In my 2D-sideview game, I have certain biomes, each one having a unique sea level, or water height, (depending on the humidity of the biome). The terrain is composed of stacks of blocks, each being a type of land or being water. I want the height map to look something like this:
Terrain height does not always correlate to water height. It does so here for demo purposes.
Each lake must have a constant water height across.
What I've tried: To calculate if there is water in a region, I want to know the minimum water height of all biomes in that region. That will be the lake's water height.
However, I don't know how far the region extends on each side, so I can't find the minimum water height. If the water height was global/constant, I would search in both directions until I found a block above sea level (or a maximum distance was reached), but I don't know the water height, because I can't search for it, because I need the other water heights to search for this water height!
Some ideas that seem inefficient:
- Search for the endpoints of a potential lake at each biome water level, and choose the smallest water level to generate the lake.
- Find the smallest biome level in a max distance on each side, and choose the smallest water level to generate the lake.

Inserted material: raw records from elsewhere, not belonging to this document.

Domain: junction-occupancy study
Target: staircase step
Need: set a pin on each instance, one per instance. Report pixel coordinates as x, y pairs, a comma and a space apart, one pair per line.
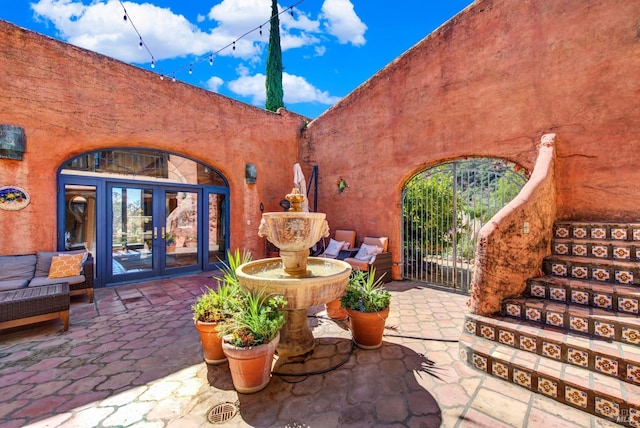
588, 391
579, 319
597, 230
614, 359
613, 297
603, 270
599, 249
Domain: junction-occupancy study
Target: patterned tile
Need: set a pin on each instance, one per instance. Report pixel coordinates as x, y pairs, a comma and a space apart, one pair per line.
607, 408
579, 249
561, 249
507, 338
500, 369
577, 357
548, 387
633, 373
600, 251
628, 305
558, 294
562, 231
470, 326
522, 378
552, 350
555, 319
580, 232
601, 274
538, 290
624, 277
606, 365
488, 332
480, 362
528, 343
621, 253
618, 233
575, 396
533, 314
559, 269
579, 297
604, 301
598, 232
604, 329
579, 324
630, 335
580, 272
514, 310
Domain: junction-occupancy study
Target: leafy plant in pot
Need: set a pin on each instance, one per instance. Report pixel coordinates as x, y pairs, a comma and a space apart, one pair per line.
216, 307
251, 337
367, 304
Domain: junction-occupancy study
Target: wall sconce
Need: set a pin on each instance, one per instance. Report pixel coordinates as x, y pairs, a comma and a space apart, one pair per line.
250, 173
12, 142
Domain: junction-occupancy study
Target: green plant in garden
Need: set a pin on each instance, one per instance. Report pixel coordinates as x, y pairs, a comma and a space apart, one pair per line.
364, 293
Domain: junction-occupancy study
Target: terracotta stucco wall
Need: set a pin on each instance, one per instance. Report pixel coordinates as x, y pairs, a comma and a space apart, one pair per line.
491, 82
69, 101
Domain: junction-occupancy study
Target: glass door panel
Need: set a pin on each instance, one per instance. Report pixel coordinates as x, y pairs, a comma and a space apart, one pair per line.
132, 231
181, 236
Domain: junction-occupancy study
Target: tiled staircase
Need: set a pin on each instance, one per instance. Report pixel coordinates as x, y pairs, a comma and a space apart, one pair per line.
575, 334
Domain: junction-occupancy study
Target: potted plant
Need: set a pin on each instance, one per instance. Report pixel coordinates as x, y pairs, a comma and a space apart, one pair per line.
367, 305
251, 338
215, 307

Please tell there is a better way!
Edit:
- Terrain stacks (columns) are generated individually, then loaded into memory. When the player reaches a certain distance from the stack, it will get unloaded, and then regenerated again when the player is near. Every time a terrain stack is generated it must be exactly the same.
- For querying stack heights over and over again for calculating whether water should be on a stack, I cache the height and biome of some stacks beyond the loaded stacks in each direction; thus, it is not considered loaded (so entities can't move), but the basic information does not have to be recalculated.